Les Polaroïds d’Eric Neuhoff
Un petit cousin de Modiano (« Villa les Sables »), qui égrène ses mystérieuses nostalgies avec une tendresse fugueuse, un fan de cinéma qui connaît ses stars par coeur, sait que Jean Seberg, toujours vivante, tient un bar en Catalogne et que Dewaere est toujours là, alors que c’est son copain des « Valseuses », l’imprévisible Gégé, qui a mis fin à ses jours, un amoureux de Sautet qui conte avec douceur des histoires tristes de couples qui se défont dans le silence et l’ennui, un disciple de Chardonne (« Ivres à Madère ») qui se perd au Reid’s avec Tillinac et demande à Déon le code de bonne conduite, un amoureux de Salinger qui lui fait rencontrer Jackie Kennedy à Hyannis Port : tous ces Neuhoff-là ne font qu’un. Il y en a même quelques autres dans ces dix sept nouvelles rassemblées composant un recueil tonique, vif, daté, de 1979 à 2017, de Cannes à la Costa Brava, en aller-retour, via la Toscane, Saint-Tropez, l’Irlande, la Sicile. Ce sont, le titre le dit, des cartes postales, des polaroïds, de faux souvenirs (comme l’exquis « Retour à Toulouse »), que le fan club de Neuhoff connaît bien.
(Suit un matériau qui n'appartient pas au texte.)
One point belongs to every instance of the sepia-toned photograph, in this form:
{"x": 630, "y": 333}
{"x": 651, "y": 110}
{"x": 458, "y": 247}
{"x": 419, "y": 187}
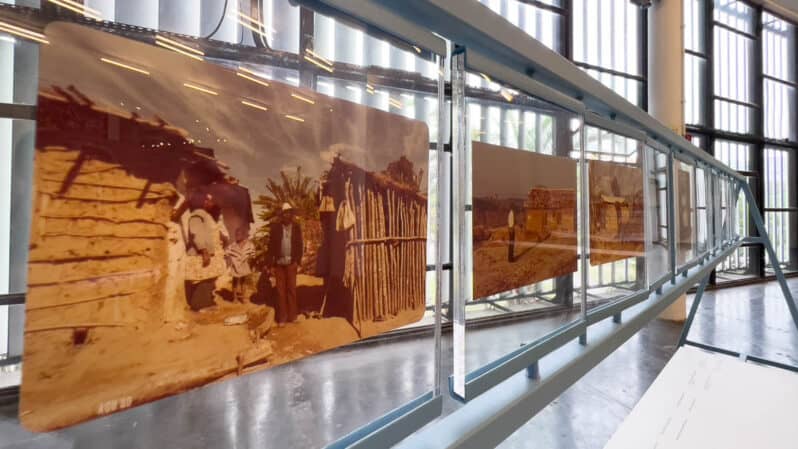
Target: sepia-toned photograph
{"x": 616, "y": 212}
{"x": 194, "y": 223}
{"x": 524, "y": 218}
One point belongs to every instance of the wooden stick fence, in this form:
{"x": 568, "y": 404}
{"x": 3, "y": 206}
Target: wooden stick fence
{"x": 386, "y": 250}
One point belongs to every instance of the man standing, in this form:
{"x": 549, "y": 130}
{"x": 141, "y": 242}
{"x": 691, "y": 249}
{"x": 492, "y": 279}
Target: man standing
{"x": 284, "y": 255}
{"x": 511, "y": 236}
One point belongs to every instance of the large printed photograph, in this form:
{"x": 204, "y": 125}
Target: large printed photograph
{"x": 617, "y": 227}
{"x": 194, "y": 223}
{"x": 524, "y": 218}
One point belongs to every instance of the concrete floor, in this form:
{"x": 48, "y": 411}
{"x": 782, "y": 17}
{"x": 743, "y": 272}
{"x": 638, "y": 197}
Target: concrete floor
{"x": 311, "y": 402}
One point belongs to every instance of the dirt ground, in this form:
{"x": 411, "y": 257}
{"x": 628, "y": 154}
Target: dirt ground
{"x": 534, "y": 262}
{"x": 119, "y": 367}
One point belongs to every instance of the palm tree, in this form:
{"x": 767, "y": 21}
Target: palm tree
{"x": 296, "y": 189}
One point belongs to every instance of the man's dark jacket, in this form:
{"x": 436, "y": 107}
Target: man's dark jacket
{"x": 276, "y": 243}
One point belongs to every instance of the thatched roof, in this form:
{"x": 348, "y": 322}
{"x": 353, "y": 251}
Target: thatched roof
{"x": 380, "y": 181}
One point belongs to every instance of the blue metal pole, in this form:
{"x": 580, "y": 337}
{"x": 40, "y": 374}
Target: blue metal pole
{"x": 671, "y": 220}
{"x": 760, "y": 226}
{"x": 693, "y": 309}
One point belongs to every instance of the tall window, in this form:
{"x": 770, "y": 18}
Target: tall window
{"x": 737, "y": 156}
{"x": 607, "y": 44}
{"x": 778, "y": 58}
{"x": 781, "y": 214}
{"x": 695, "y": 63}
{"x": 733, "y": 35}
{"x": 541, "y": 19}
Un univers très parisien, où, en province, le Monde n’arrive que le lendemain. L’auteur d’un « Bien fou » a semé ses nouvelles ici et là comme des pépites, qu’on a lues, mais vraiment oubliées. Ce sont donc des pages précieusement retrouvées pour composer un premier recueil tactile, docile, complice, bien vu. Dites, vous reprendrez bien un peu de Neuhoff?
Les Polaroïds d’Eric Neuhoff (Editions du Rocher, 176 pages, 16 €).
J’aime beaucoup les papiers de Neuhoff dans le Figaro et ses prestations souvent drôles au Masque sur France Inter. Il fait entendre une petite musique décalée dans cette époque abrutissante.